70-80% of the time, buyers step in at the zag zone. The probabilities are in your favour. When they don't, the probabilities shift — and that's when you don't want to be trading it. Always trade probabilities — stack the chips, become the casino.

2.10 - Fibonacci clusters & extension channels

Advanced Fibonacci Clusters

In Term 1, you learned clusters from multiple retracements on different timeframes overlapping. Now you're combining retracements AND extensions at the same zone — the ultimate cluster.

What Are Advanced Clusters?

When a Fib retracement level (e.g. 382 from the whole move) aligns with a Fib extension level (e.g. 1.618 from the last ABC correction) at the same price area = extremely high-probability support or resistance zone.

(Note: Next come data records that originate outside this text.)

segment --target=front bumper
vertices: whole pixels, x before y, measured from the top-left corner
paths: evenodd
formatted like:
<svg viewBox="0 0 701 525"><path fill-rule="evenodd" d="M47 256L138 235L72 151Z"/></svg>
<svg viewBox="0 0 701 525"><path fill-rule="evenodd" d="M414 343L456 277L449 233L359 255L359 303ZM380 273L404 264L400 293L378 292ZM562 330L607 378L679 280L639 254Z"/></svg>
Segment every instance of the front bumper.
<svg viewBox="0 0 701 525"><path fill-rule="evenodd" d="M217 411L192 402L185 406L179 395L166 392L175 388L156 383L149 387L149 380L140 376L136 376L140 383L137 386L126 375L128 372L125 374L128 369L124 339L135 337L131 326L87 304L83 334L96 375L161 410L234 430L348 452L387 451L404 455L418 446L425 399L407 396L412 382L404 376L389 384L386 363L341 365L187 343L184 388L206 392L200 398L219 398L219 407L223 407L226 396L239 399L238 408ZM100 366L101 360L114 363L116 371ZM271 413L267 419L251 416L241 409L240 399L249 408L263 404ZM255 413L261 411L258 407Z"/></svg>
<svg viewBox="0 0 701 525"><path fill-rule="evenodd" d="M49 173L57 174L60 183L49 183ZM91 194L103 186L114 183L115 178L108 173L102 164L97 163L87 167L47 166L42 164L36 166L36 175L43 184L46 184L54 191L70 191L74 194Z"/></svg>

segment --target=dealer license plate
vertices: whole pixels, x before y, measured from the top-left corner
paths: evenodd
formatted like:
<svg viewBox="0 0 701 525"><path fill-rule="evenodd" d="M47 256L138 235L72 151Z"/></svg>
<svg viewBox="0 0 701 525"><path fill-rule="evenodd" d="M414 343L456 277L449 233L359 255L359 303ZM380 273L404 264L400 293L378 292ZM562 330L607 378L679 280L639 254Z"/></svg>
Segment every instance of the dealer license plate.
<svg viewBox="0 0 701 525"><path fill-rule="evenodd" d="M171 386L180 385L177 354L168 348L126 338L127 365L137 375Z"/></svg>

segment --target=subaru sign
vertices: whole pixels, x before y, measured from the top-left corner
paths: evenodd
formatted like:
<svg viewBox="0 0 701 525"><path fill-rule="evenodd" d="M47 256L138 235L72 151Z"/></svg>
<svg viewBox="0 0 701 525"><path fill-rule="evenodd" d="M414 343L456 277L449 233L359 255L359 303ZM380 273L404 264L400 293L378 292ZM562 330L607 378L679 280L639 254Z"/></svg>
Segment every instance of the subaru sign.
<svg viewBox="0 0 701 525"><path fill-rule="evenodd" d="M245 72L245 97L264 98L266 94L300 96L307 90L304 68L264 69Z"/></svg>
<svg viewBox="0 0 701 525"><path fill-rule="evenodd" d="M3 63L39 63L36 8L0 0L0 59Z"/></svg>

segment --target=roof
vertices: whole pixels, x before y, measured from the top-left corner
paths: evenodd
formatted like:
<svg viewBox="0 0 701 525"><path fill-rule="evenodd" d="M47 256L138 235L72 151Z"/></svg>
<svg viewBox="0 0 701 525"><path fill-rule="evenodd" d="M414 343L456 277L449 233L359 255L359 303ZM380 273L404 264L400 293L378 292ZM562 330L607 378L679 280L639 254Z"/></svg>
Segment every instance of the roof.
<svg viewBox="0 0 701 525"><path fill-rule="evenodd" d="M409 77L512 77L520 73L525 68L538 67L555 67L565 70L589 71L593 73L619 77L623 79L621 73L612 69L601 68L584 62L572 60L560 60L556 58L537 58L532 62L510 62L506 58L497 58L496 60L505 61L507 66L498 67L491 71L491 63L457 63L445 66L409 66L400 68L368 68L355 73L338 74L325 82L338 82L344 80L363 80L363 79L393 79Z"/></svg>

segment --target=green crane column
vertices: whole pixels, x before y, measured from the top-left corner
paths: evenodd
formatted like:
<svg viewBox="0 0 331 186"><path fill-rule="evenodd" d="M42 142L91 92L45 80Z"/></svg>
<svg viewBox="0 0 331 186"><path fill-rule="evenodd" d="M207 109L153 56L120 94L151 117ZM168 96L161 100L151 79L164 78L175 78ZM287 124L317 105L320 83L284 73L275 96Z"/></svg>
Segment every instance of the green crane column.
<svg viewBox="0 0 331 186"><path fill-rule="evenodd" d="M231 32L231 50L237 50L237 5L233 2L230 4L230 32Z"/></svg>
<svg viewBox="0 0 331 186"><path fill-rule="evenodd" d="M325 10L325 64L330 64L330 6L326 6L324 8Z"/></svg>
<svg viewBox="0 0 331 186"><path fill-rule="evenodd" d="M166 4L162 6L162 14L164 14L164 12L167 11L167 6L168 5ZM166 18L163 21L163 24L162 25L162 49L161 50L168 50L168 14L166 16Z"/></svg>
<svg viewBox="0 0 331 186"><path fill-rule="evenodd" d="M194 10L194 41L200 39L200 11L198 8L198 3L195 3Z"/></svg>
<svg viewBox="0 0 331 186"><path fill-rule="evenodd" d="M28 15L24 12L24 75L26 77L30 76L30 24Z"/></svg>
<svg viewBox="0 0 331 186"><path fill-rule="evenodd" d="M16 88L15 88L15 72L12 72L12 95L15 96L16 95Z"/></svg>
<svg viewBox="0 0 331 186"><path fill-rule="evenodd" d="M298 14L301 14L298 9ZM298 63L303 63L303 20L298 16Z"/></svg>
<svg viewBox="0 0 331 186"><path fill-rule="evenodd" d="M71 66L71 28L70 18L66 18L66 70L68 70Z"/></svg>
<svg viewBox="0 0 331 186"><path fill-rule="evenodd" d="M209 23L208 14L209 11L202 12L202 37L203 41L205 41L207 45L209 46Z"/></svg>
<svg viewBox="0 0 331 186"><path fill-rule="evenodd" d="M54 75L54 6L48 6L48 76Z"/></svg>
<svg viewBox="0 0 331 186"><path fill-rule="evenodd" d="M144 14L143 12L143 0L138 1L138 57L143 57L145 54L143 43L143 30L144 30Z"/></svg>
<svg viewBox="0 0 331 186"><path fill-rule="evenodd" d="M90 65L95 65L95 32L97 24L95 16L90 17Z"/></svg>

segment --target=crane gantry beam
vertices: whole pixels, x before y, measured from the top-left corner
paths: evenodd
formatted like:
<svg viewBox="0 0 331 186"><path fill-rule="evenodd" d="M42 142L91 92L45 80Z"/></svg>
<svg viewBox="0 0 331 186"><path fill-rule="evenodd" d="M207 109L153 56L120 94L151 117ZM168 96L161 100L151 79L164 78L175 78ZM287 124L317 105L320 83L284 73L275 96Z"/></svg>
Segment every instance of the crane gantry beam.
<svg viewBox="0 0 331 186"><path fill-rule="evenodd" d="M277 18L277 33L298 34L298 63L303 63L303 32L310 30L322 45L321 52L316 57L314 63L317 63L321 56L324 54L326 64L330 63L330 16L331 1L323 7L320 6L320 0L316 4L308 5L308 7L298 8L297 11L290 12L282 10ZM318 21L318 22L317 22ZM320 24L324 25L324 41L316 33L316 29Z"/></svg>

You're getting two completely independent Fibonacci calculations pointing to the same price. That's not coincidence — that's the market telling you something.

Steps to Identify

  1. Identify the trend — determine the significant high and low points
  2. Draw Fib retracement from the start of the whole move to the end — mark the 382, 500, 618 zones
  3. Draw Fib extension from the last ABC correction (top → bottom → retracement high) — mark the 1.0, 1.618, 2.618 levels
  4. Find the clusters — look for where retracement and extension levels converge at the same price area

Ethereum Example — Calling the Bear Market Bottom

The educator demonstrated this on Ethereum's bear market:

  1. Price changed market structure bearish. Drew Fib retracement from the whole uptrend → identified the 382, 500, 618 as the zag zone for the entire move
  2. Price bounced off the zag zone of the last leg but then broke through → not just retracing the last move, retracing ALL of it. Switched to the full-move retracement
  3. Drew Fib extension from the ABC pattern (top → bottom → B wave retracement) → the 1.618 extension landed at the exact same price as the 382 retracement
  4. That became the high-conviction zone — the Fib cluster of 1.618 extension + 382 retracement

The bottom of Ethereum's bear market landed exactly on that cluster zone. Two independent Fibonacci calculations both pointing to the same price = the ultimate confluency.

Don't Just Put a Buy Order There

Even with a perfect cluster zone, you still need:

The cluster tells you WHERE it should turn. The indicators tell you it's WEAKENING into that zone. The market structure tells you it HAS turned. All three together = "you should be shocked when the trade doesn't go your way."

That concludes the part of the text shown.